Scrap metal laws to stop metal theft come into force
This was published under the 2010 to 2015 Conservative and Liberal Democrat coalition government
Rogue traders who buy and sell scrap metal for cash face £5,000 fine under new laws designed to stamp out metal theft.
All scrap metal dealers will need to apply to their local council for a licence to operate under new rules which come into effect today (1 October).
The Scrap Metal Dealers Act 2013, which clamps down on rogue traders, will also give local authorities and police new powers to inspect premises where they suspect illegal activity.
Magistrates will be able to issue fines of up to £5,000 to scrap metal dealers who trade in cash.
As well as having the power to issue licences, councils will be able to refuse or revoke licences if a dealer is deemed unsuitable.
Crime Prevention Minister Jeremy Browne said:
Metal theft costs the UK economy around £220 million a year and it has a huge impact on our communities - from disrupted rail services to desecrated war memorials and damaged church roofs.
Our changes, including increasing financial penalties and banning cash payments, have already helped slash metal theft across the UK.
This new legislation will help tighten the net around rogue dealers who flout the rules and wilfully purchase stolen metal, while reforming the system to support legitimate businesses.
The new scrap metal laws will also mean:
- all scrap metal dealers must verify the name and address of the seller at the point of sale, which is recorded and retained by the dealer
- the cashless offence will apply to all scrap metal dealers including ‘mobile collectors’ who collect door to door
- there will be a single national publicly available register of all scrap metal dealers
Deputy Chief Constable Paul Crowther, from British Transport Police (BTP), said:
Today marks a very significant milestone in the fight against metal thieves
The Act demands a greater level of awareness and responsibility from traders, ensuring they verify who they are doing business with, but it also protects law abiding recyclers from unscrupulous traders.
It is vital that scrap metal traders are aware of the changes, including the new licensing regulations.
Metal thieves cause misery for thousands of people, whether targeting the rail network, power cables or telecommunications and today’s changes signal the introduction of a more robust licensing scheme to be monitored by local authorities.
Know the law
- All scrap metal dealers can apply for a licence from 1 October.
- If a scrap metal dealer who is registered under the Scrap Metal Dealers Act 1964 or Vehicles (Crime) Act 2001 applies on or before 15 October they will be deemed to have a licence until the local authority issues a licence decision.
- Local authorities will complete checks to assess applicants’ suitability to hold a licence between 15 October and 1 December.
- If a registered scrap metal dealer does not submit an application on or by 15 October their deemed licence will lapse on 16 October. A deemed temporary licence which has lapsed does not give rise to a right to appeal. The dealer must submit an application and wait for a licence to be issued before they can trade legally.
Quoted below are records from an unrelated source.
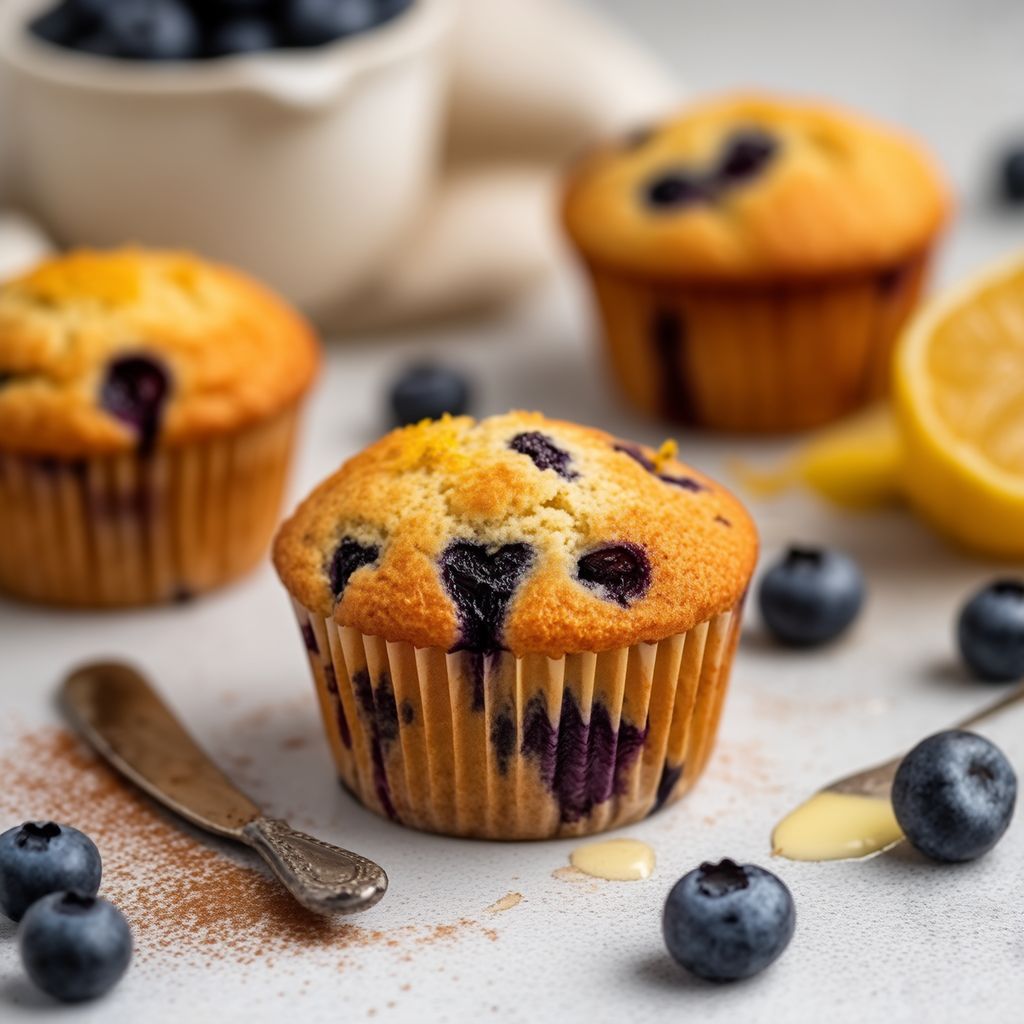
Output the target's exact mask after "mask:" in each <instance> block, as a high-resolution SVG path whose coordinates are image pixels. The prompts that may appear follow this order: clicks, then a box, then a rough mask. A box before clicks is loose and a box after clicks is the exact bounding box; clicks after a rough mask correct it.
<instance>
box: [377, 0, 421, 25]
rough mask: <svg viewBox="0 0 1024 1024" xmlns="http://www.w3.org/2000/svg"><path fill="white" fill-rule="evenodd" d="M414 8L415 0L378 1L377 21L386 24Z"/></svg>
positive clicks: (391, 0)
mask: <svg viewBox="0 0 1024 1024" xmlns="http://www.w3.org/2000/svg"><path fill="white" fill-rule="evenodd" d="M412 6H413V0H378V2H377V19H378V22H386V20H388V19H389V18H392V17H397V16H398V15H399V14H401V13H402V12H404V11H407V10H409V8H410V7H412Z"/></svg>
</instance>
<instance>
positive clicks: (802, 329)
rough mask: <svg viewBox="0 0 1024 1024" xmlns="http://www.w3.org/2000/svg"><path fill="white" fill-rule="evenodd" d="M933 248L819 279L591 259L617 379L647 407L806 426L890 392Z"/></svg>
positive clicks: (791, 424) (642, 403)
mask: <svg viewBox="0 0 1024 1024" xmlns="http://www.w3.org/2000/svg"><path fill="white" fill-rule="evenodd" d="M927 265H928V254H927V253H925V254H921V255H916V256H914V257H913V258H912V259H910V260H907V261H906V262H904V263H902V264H900V265H898V266H895V267H890V268H888V269H885V270H882V271H877V272H872V273H869V274H861V275H856V276H846V278H837V279H834V280H827V281H823V282H818V283H813V284H792V285H785V284H778V285H773V286H760V287H753V286H751V287H745V286H741V285H736V286H721V287H710V286H707V285H702V286H701V285H696V284H693V285H690V284H687V283H686V282H678V283H673V284H666V283H664V282H659V283H654V282H645V281H643V280H640V279H636V278H629V276H626V275H624V274H622V273H620V272H616V271H613V270H608V269H606V268H603V267H601V266H597V265H595V264H589V265H588V269H589V271H590V275H591V279H592V283H593V287H594V291H595V294H596V298H597V303H598V307H599V309H600V313H601V318H602V321H603V325H604V335H605V339H606V343H607V347H608V350H609V353H610V356H611V366H612V374H613V376H614V378H615V379H616V380H617V381H618V383H620V385H621V386H622V388H623V390H624V391H625V393H626V395H627V397H628V398H629V399H630V400H631V401H632V402H633V404H635V406H637V407H638V408H640V409H641V410H643V411H644V412H646V413H648V414H652V415H657V416H663V417H667V418H669V419H672V420H675V421H677V422H680V423H686V424H691V425H693V426H699V427H711V428H715V429H721V430H738V431H751V432H769V431H785V430H801V429H807V428H810V427H815V426H819V425H821V424H824V423H828V422H830V421H833V420H836V419H839V418H841V417H843V416H846V415H848V414H849V413H852V412H854V411H856V410H857V409H859V408H860V407H862V406H864V404H866V403H867V402H869V401H872V400H873V399H876V398H878V397H880V396H881V395H883V394H885V393H886V391H887V390H888V387H889V378H890V364H891V360H892V350H893V346H894V344H895V341H896V337H897V335H898V334H899V331H900V328H901V327H902V325H903V323H904V322H905V321H906V318H907V316H908V315H909V313H910V312H911V310H912V309H913V307H914V305H915V304H916V302H918V300H919V297H920V295H921V291H922V287H923V284H924V280H925V274H926V270H927Z"/></svg>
- A local authority can impose conditions on a deemed temporary licence pending an appeal for the refusal of a licence.
- Scrap metal dealers who are not registered under the Scrap Metal Dealers Act 1964 or the Vehicles (Crime) Act 2001 can apply for a scrap metal dealer’s licence from today 1 October but must wait for a licence to be issued before they can trade legally.
- The offence of buying scrap metal for cash comes into force on 1 October.
- Local authority officers and police officers will have the right to enter and inspect from 1 October.
- The majority of the other enforcement provisions within the Act will come into force on 1 December.